Aussie 30 year bond makes its long-awaited debut

12 October 2016

Plans for the issue of the Australian government’s first 30 year fixed rate bond have finally come to fruition. Today, the Australian Office of Financial Management (AOFM) announced it had issued bonds worth $7.6 billion in face value terms with a maturity date March 2047. The bonds were priced with a yield to maturity of 3.27% (or EFP + 101bps) and reported to have attracted over $13 billion of orders.

The AOFM made its intentions of extending the Australian Commonwealth yield curve public in May 2015 but little occurred until August this year when the possibility re-emerged. That possibility resolved into a certainty when the AOFM mandated local and foreign banks to arrange buyers of the bonds yesterday.

There has been talk this bond sale led some investors to sell out of other long-dated bonds in order to finance taking part. 10 year and 20 year bond yields have been rising around the world but comparable yields in Australia have moved further, steepening our yield curve.
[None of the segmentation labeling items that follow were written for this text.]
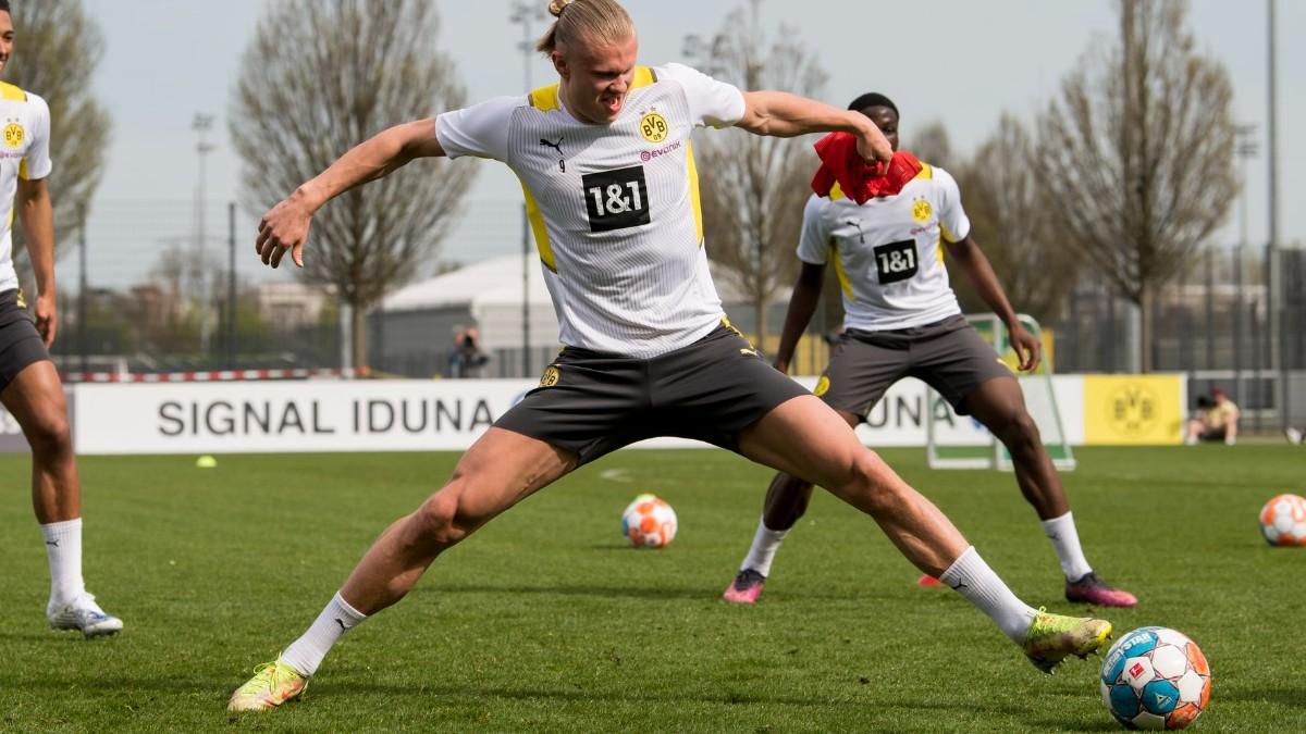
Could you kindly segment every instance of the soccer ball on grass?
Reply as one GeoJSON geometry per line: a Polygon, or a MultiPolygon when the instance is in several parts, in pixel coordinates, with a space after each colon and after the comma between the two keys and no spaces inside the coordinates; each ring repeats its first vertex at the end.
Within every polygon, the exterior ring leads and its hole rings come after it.
{"type": "Polygon", "coordinates": [[[1272,546],[1306,546],[1306,499],[1298,495],[1271,498],[1260,508],[1260,532],[1272,546]]]}
{"type": "Polygon", "coordinates": [[[622,513],[622,534],[637,549],[660,549],[675,538],[675,511],[657,495],[635,498],[622,513]]]}
{"type": "Polygon", "coordinates": [[[1101,686],[1102,703],[1126,729],[1183,729],[1211,700],[1211,666],[1185,635],[1143,627],[1107,650],[1101,686]]]}

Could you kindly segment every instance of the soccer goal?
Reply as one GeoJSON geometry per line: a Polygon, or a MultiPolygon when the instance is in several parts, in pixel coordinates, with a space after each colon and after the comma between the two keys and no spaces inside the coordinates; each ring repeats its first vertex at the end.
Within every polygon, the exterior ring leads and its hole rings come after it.
{"type": "MultiPolygon", "coordinates": [[[[1019,319],[1029,333],[1042,340],[1043,332],[1038,321],[1024,313],[1019,319]]],[[[993,345],[999,359],[1015,371],[1020,359],[1011,347],[1007,327],[1002,320],[994,313],[968,315],[966,320],[985,341],[993,345]]],[[[1051,354],[1043,350],[1043,359],[1038,368],[1030,374],[1021,374],[1017,379],[1025,393],[1029,415],[1038,424],[1043,447],[1053,464],[1060,470],[1074,470],[1075,455],[1066,439],[1066,427],[1057,405],[1057,393],[1053,391],[1051,354]]],[[[926,456],[931,469],[1010,470],[1012,468],[1007,448],[987,428],[969,415],[957,415],[948,401],[932,389],[925,389],[929,401],[929,407],[925,410],[926,456]]]]}

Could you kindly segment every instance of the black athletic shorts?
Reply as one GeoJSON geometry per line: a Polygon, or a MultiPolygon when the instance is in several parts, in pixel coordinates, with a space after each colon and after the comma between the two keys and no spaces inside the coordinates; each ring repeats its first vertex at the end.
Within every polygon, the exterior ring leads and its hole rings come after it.
{"type": "Polygon", "coordinates": [[[42,359],[50,359],[50,351],[37,333],[35,319],[20,306],[18,291],[0,293],[0,392],[25,367],[42,359]]]}
{"type": "Polygon", "coordinates": [[[865,421],[889,385],[917,377],[939,391],[959,415],[968,415],[970,391],[1011,376],[998,353],[959,315],[908,329],[849,329],[836,343],[815,392],[831,407],[865,421]]]}
{"type": "Polygon", "coordinates": [[[495,426],[567,449],[580,464],[657,436],[737,452],[744,428],[801,394],[811,393],[722,324],[650,359],[568,346],[495,426]]]}

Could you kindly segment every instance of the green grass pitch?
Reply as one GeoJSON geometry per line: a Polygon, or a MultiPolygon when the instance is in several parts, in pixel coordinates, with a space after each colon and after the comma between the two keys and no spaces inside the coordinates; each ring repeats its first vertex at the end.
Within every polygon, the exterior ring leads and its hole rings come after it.
{"type": "MultiPolygon", "coordinates": [[[[1055,556],[1010,474],[930,471],[885,451],[1033,605],[1055,556]]],[[[1306,452],[1084,449],[1067,475],[1089,560],[1139,594],[1121,633],[1174,627],[1211,661],[1200,731],[1306,730],[1306,549],[1256,513],[1306,490],[1306,452]]],[[[303,701],[231,717],[231,690],[317,614],[372,538],[457,456],[86,457],[86,579],[127,630],[81,641],[42,614],[27,457],[0,458],[0,730],[1051,731],[1118,729],[1101,658],[1045,677],[982,615],[819,494],[761,603],[720,593],[771,473],[721,451],[627,451],[577,471],[436,560],[341,643],[303,701]],[[626,547],[620,512],[666,498],[680,530],[626,547]]]]}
Perhaps with this in mind, the AOFM said there would be no further issuance prior to March 2017, signalling to bond holders there would not be a need to make switching arrangements for some time but also to allow the new benchmark sized issue time to settle in secondary market trading.

The new bonds will be a boon for insurance and life offices which have long term liabilities and struggle to find matching assets. It is highly likely many of these bonds will be tucked away in portfolios never to see the light of day. Nearly 70% of the bonds were purchased by investors defined by the AOFM as asset managers, insurers and pension funds.

aofm-30-year-bond-investors-chart

There has been a concerted push for Australia to lengthen its debt profile with interest rates at or near record lows. Many countries have already done so, including Mexico and Ireland, both of which issued 100 year bonds in the past 18 months. It makes sense for governments to borrow money for long periods at low rates and yield-hungry investors have been keen to snap up sovereign debt, almost at any price.